Exa vs Bing API: A Search Performance Comparison Case Study

Overview

The rise of AI applications has made the quality of search and retrieval systems increasingly critical. We conducted a detailed evaluation comparing Exa's neural search capabilities against Bing's API, focusing on their ability to provide relevant results for real-world queries that are highly semantic. We used the Patronus AI automated evaluation suite to perform the comparison, generating aggregate metrics and handy visualizations in the process.

Search Query Relevance of Exa API vs. Bing API

‍

Methodology

We chose a highly semantic query set and tested for whether results semantically match the search query. We describe our methodology below.

Data Collection

We first constructed a representative evaluation dataset. Our dataset consisted of the following attributes:

150 highly semantic queries
5 results retrieved per query from each API
Full text, highlights, and summaries captured for each result

In order for the comparison to be accurate, we augmented the data with Exa contents for Bing search results, since it only returns URLs. This ensures a fair comparison focused only on the relevance of results.

Our code to query Exa and Bing Search is shown below:

# Example implementation

from exa_py import Exa

exa_client = Exa(api_key="TODO")

exa_results = exa_client.search_and_contents( query, type="neural", use_autoprompt=True, num_results=5, text=False, highlights=True, summary=True )

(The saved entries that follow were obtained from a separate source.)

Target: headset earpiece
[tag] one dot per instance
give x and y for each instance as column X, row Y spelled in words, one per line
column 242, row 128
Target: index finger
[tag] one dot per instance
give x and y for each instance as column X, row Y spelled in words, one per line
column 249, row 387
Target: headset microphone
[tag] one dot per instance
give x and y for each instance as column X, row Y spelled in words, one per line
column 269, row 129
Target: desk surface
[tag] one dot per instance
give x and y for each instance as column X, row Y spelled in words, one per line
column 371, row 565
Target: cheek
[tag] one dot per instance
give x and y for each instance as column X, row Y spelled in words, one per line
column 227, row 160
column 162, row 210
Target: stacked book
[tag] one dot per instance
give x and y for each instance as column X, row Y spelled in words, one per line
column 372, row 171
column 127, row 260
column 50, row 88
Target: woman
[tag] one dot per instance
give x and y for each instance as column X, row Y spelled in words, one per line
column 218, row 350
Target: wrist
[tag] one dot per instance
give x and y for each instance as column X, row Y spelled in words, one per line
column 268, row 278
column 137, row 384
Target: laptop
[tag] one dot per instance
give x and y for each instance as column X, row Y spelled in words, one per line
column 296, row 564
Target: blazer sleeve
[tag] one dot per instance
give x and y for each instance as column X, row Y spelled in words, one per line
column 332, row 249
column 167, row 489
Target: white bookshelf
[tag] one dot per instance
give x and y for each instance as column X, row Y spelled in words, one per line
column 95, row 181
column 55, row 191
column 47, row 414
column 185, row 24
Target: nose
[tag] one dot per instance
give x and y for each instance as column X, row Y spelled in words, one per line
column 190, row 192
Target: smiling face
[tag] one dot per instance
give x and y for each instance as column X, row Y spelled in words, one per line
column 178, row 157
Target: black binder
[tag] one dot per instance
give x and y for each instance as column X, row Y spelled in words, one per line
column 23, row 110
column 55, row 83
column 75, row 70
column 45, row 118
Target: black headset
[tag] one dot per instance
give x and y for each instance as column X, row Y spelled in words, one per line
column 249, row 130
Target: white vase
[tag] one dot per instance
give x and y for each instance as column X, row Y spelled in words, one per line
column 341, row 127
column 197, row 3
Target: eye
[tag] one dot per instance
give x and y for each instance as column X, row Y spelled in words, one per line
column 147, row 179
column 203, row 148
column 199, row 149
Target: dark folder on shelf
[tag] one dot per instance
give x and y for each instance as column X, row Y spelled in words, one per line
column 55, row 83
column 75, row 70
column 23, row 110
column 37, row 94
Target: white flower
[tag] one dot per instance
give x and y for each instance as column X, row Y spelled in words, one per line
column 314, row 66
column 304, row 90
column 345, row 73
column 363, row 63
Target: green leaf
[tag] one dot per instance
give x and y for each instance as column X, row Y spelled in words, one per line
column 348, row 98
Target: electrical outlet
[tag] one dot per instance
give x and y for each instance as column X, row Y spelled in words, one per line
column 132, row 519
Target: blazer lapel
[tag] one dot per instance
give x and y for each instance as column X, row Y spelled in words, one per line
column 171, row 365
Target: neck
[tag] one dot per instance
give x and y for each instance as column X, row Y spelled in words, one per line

bing_results = bing_client.web.search( query=query, count=5, text_decorations=True, text_format="HTML" )

‍

Evaluation

Results were evaluated using an independent judge evaluator on the Patronus platform, assessing both summary quality and result relevance. This evaluator allowed us to obtain reliable evaluation results at scale, ensuring high human-AI alignment in the process. Results were evaluated on a PASS/FAIL basis, based on the following judge definition:

"Given a search query in USER INPUT, a summary of the content from the returned search result in MODEL OUTPUT, and highlights (or snippets) from the returned search results, determine whether the MODEL OUTPUT or RETRIEVED CONTEXT provide useful and relevant information related to the USER INPUT."

We ran the following code to kick off an evaluation with the Patronus experiments framework:

# Example implementation

from patronus import Client

patronus_client = Client(api_key="TODO")

query_result_relevance = patronus_client.remote_evaluator( evaluator_id_or_alias="judge", criteria="is-search-query-result-relevant", )

patronus_client.experiment( project_name="web-search-comparison", data=exa_results, evaluators=[query_result_relevance], experiment_name="exa", )

patronus_client.experiment( project_name="web-search-comparison", data=bing_results, evaluators=[query_result_relevance], experiment_name="bing", )

‍

Performance Analysis

We see that Exa outperformed Bing Search in search result relevance. The Comparisons view shows that Exa had a pass rate of 60% whereas Bing had a pass rate of 38%.

Let's dig into some example queries to understand the performance differences!

Example Queries

Query: “best online language learning apps with proven effectiveness for native english speakers learning mandarin chinese”

Example Result: Exa

Exa's result recommended Ninchanese for native English speakers learning Mandarin Chinese. Patronus scored the result as PASS as it is relevant to the user query.

*Patronus Experiments View of one of the relevant recipes suggested by Exa’s API*

‍

Example Result: Bing

Bing's result provides examples of learning apps for 2024. Patronus scored the result as FAIL. To understand why, we can take a look at the Patronus evaluator's explanation. In this case, the result was marked as FAIL because the results were general in scope and not specific to native English speakers.

‍

Key Findings

1. Semantic Understanding

Exa's neural search showed superior performance in understanding complex technical queries
Particularly strong in cases requiring deep domain understanding

2. Result Relevance

Higher precision in technical and specialized searches

3. Content Depth

Exa consistently returned more technically relevant content
Better at finding specific, detailed information rather than general overviews

Implications for Developers

The results demonstrate clear advantages for applications requiring:

Complex query understanding
Accuracy and relevancy of full content within a URL

‍Conclusion

Our evaluation reveals that Exa's neural search capabilities provide significantly more relevant results for technical and complex queries compared to traditional search APIs. This makes it particularly valuable for applications requiring deep semantic understanding and technical content retrieval.